Managing holiday stress and holiday blues



By Greg Gibson

      Prairie Mountain Health


In the film Meet Me in St. Louis Judy Garland sang the line, “Have yourself a merry little Christmas, let your heart be light. From now on our troubles will be out of sight.” Unfortunately, many people struggle with heavy hearts and numerous stressors over the holidays.


The term “holiday stress” reflects increased symptoms of anxiety, impatience, fatigue and depressed mood that many people experience over the holiday season. A number of factors tend to contribute to holiday stress, including financial concerns, tight schedules and heavy demands, loss of loved ones, isolation and unrealistic expectations. And when stress is at its peak, it can be very hard to stop and regroup. Stress cannot always be prevented; however, the following tips can be helpful to manage stressors during the holiday season.


• Be aware of your feelings. If someone close to you has recently died or if you are away from loved ones, realize that it is normal to feel sadness and grief. It is also important to express your feelings. Do not try to force yourself to be happy just because it is the holiday season.


• Have realistic expectations. Too many people expect that the holidays need to be “perfect.” There is no such thing as perfection and having those expectations will only add to the stress of the season. An asymmetrical tree or an over-cooked turkey will not ruin your holiday; rather, it will create a family memory. Perennial movie favourites, such as A Christmas Story or A Charlie Brown Christmas are reminders of the endearing qualities of these imperfections. 


• Stay within your budget. Before you shop for gifts and food, decide how much money you can afford to spend, then stick to your budget. Don't try to buy happiness with a mountain of gifts. Some alternatives include giving homemade gifts and starting a family gift exchange. If your children’s wish list exceeds your budget, have a talk with them about reasonable expectations and remind them that holidays are not about expensive gifts.
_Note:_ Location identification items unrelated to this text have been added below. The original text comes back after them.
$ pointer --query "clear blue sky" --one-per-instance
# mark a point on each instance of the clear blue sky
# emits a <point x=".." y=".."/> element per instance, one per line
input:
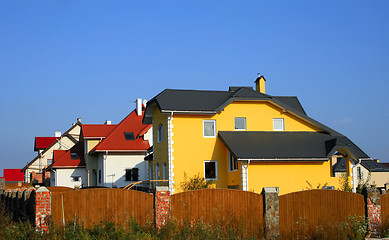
<point x="60" y="60"/>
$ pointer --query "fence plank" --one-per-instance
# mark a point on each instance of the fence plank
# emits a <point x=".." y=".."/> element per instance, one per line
<point x="94" y="206"/>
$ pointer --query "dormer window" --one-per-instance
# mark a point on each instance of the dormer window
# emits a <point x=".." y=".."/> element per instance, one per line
<point x="160" y="133"/>
<point x="278" y="124"/>
<point x="129" y="136"/>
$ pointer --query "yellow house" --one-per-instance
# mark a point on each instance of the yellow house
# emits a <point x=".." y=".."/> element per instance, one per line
<point x="243" y="139"/>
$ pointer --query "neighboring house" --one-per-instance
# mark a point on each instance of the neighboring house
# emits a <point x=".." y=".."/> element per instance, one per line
<point x="115" y="154"/>
<point x="13" y="175"/>
<point x="68" y="168"/>
<point x="45" y="147"/>
<point x="367" y="171"/>
<point x="243" y="139"/>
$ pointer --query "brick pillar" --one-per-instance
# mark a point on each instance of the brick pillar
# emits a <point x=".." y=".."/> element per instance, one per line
<point x="373" y="208"/>
<point x="42" y="208"/>
<point x="271" y="209"/>
<point x="162" y="206"/>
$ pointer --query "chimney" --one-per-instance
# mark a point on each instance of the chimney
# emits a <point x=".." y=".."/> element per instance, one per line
<point x="260" y="84"/>
<point x="139" y="106"/>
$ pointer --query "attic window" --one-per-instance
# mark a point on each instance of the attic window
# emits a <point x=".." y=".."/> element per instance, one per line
<point x="129" y="135"/>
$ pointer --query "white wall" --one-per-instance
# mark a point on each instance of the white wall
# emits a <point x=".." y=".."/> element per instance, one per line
<point x="64" y="177"/>
<point x="117" y="164"/>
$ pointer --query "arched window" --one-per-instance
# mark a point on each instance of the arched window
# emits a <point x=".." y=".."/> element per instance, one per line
<point x="164" y="171"/>
<point x="160" y="133"/>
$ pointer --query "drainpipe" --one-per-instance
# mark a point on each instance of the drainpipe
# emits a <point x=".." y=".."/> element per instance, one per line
<point x="170" y="152"/>
<point x="354" y="176"/>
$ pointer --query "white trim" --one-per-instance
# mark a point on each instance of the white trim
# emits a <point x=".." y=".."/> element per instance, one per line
<point x="216" y="172"/>
<point x="245" y="124"/>
<point x="214" y="129"/>
<point x="283" y="124"/>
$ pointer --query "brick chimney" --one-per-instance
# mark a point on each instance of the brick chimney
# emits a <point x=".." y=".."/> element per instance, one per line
<point x="260" y="84"/>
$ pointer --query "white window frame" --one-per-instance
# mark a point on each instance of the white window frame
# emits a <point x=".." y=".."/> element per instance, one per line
<point x="216" y="173"/>
<point x="283" y="124"/>
<point x="214" y="131"/>
<point x="245" y="124"/>
<point x="160" y="133"/>
<point x="230" y="169"/>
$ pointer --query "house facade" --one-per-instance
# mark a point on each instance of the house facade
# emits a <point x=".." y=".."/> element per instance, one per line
<point x="33" y="171"/>
<point x="243" y="139"/>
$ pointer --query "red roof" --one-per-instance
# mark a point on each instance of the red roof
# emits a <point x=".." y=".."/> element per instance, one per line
<point x="96" y="130"/>
<point x="13" y="175"/>
<point x="116" y="140"/>
<point x="71" y="158"/>
<point x="43" y="142"/>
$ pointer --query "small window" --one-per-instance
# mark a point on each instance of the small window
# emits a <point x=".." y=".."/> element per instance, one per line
<point x="160" y="133"/>
<point x="210" y="170"/>
<point x="232" y="162"/>
<point x="240" y="123"/>
<point x="164" y="168"/>
<point x="132" y="174"/>
<point x="209" y="128"/>
<point x="359" y="174"/>
<point x="278" y="124"/>
<point x="129" y="136"/>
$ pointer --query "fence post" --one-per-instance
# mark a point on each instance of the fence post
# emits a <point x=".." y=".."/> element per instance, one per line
<point x="162" y="206"/>
<point x="373" y="208"/>
<point x="271" y="212"/>
<point x="42" y="208"/>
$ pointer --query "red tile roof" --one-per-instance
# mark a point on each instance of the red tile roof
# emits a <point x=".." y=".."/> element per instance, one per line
<point x="97" y="130"/>
<point x="116" y="140"/>
<point x="13" y="175"/>
<point x="63" y="158"/>
<point x="43" y="142"/>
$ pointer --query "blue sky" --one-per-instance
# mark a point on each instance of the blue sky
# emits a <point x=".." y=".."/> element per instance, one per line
<point x="61" y="60"/>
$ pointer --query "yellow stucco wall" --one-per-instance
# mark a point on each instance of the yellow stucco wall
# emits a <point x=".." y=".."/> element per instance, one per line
<point x="191" y="149"/>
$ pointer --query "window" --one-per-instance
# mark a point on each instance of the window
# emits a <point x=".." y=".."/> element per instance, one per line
<point x="278" y="124"/>
<point x="132" y="174"/>
<point x="74" y="156"/>
<point x="359" y="175"/>
<point x="210" y="170"/>
<point x="209" y="128"/>
<point x="164" y="169"/>
<point x="160" y="133"/>
<point x="129" y="136"/>
<point x="157" y="171"/>
<point x="232" y="162"/>
<point x="240" y="123"/>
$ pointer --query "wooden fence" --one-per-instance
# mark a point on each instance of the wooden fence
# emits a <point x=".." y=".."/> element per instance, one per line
<point x="93" y="206"/>
<point x="305" y="210"/>
<point x="385" y="210"/>
<point x="221" y="206"/>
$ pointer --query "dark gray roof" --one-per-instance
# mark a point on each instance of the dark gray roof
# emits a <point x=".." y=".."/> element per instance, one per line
<point x="278" y="145"/>
<point x="370" y="165"/>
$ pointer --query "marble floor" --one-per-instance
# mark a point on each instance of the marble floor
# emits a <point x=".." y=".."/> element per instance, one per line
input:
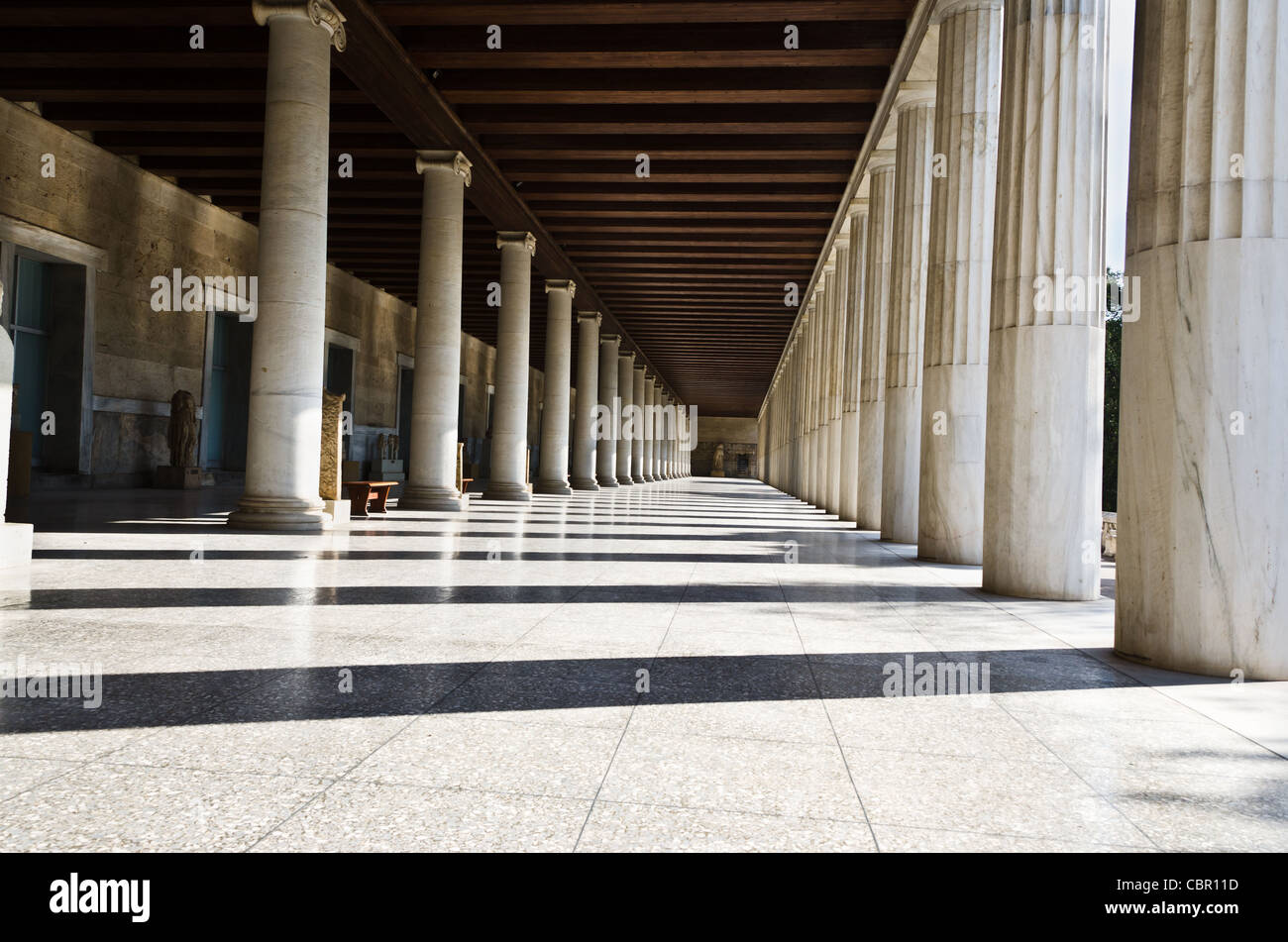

• Manage your time and set boundaries. Saying yes when you should say no can leave you feeling resentful and overwhelmed. Friends and colleagues will understand if you cannot participate in every project or activity. Set priorities and let go of impossible goals. Don't spend all of your time planning activities for your family. You might end up feeling drained and unappreciated. Take the time you need to finish tasks that are important to you. Don't try to complete everything at once and ask others to help you complete chores. 


• Keep healthy and take time for yourself. All too often, when people feel stressed-out and overwhelmed, they forget about their self-care. Also, the holiday season is ripe with opportunities to overindulge. Make sure that you are eating regularly and healthily, that you are getting a decent night’s sleep and that you are getting enough physical activity into your day. This can be difficult when the weather turns cold. Finally, pace yourself. Give yourself opportunities to rest and replenish. By slowing down, you will have more energy to accomplish your goals.


• Do something for others. By volunteering or assisting others we can get out of our experience for awhile. Helping out at a food bank or a shelter can also provide us with some perspective in terms of our worries and concerns.


• Stay connected and seek support. When we feel sad or overburdened, we often isolate or avoid others that can add to our burden. Ensure that you are connected with others, and seek support if needed. Getting things out in the open can help you manage your feelings and find solutions for your stress. If you continue to feel overwhelmed, consider seeing a professional such as a mental health counsellor to help you manage your holiday stress. In Brandon and surrounding Westman area, the 24-hour crisis line number is 204-725-4411, or you can call toll-free at 1-888-379-7699.